Southern Africa comprises of developing nations which require continuous supply of power to maximize production of goods and services.
Shortages of power continue to be detrimental on productivity to a greater extent in Southern Africa as in the case of South Africa, in Johannesburg were power cuts by Eskom during this month of December 2019 have left industries and homes in the dark for long hours.
Eskom made it known to the public that load shedding would remain high for some time owing to its incapacitation to produce the required amount of electricity owing to its systems vulnerability and unreliability which led it to put in place a stage two load shedding schedule.

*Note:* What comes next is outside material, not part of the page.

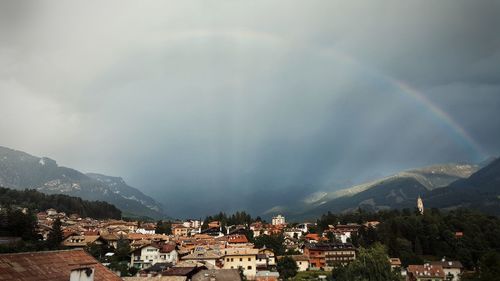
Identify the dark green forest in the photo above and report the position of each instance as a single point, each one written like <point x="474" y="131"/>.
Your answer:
<point x="462" y="234"/>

According to Eskom spokesperson Dikatso Mothae, the South African cash-strapped power generator indicated loss of units resulting in an increase of diesel and water usage to generate electricity, leading to the inability to conserve both resources to minimise power cuts.
In East Africa, Ethiopia has equally been facing electricity shortages owing to similar challenges of increased demand of electricity. To date, the country experiences energy shortages and load shedding as it continues to struggle to provide electricity for it’s close to 105 million citizens. The country has abundant renewable energy resources with potential of generating electricity from hydroelectric, wind, solar and geothermal sources which has led its government Under GTP II (2015-2020), to increase the installed generation capacity by an additional 5,000 MW by 2022.
Similarly Zimbabwe has been experiencing power shortages as a result of increased demand for power and mechanical faults.
The countries industrial sector is being negatively affected by power cuts and most industries have resorted to scaling down or shutting down their operations completely, moving production elsewhere within the region.
Zimbabwe’s agriculture sector has been equally affected by power cuts which have resulted in reduction of the production of the wheat winter crop as we have experienced this year.
Currently, load-shedding can go up to 15 hours per day owing to low water levels at Kariba Dam and un-refurbished thermal power stations.
At most in Zimbabwe power generation should be expected to improve when the expansion of the Hwange Thermal Power Station units 7 and 8 becomes complete.
Hwange units 7 and 8 extensions will be generating power 24 hours a day amounting to a additional 600 MW to be fed into the national grid after the refurbishing works completion by China which is undertaking the project amounting to US$1, 5 billion.
An additional 2000 MW to be drawn from the solar field under the deal with UAE upon completion in the next 18 months will ensure the country gets back on its feet securely in terms of a stable supply of electricity for productive mining activities, industries and the agriculture sector.
President Emmerson Mnangagwa remains determined that government will attain Vision 2030 of an upper middle income economy, if Zimbabweans work towards its attainment.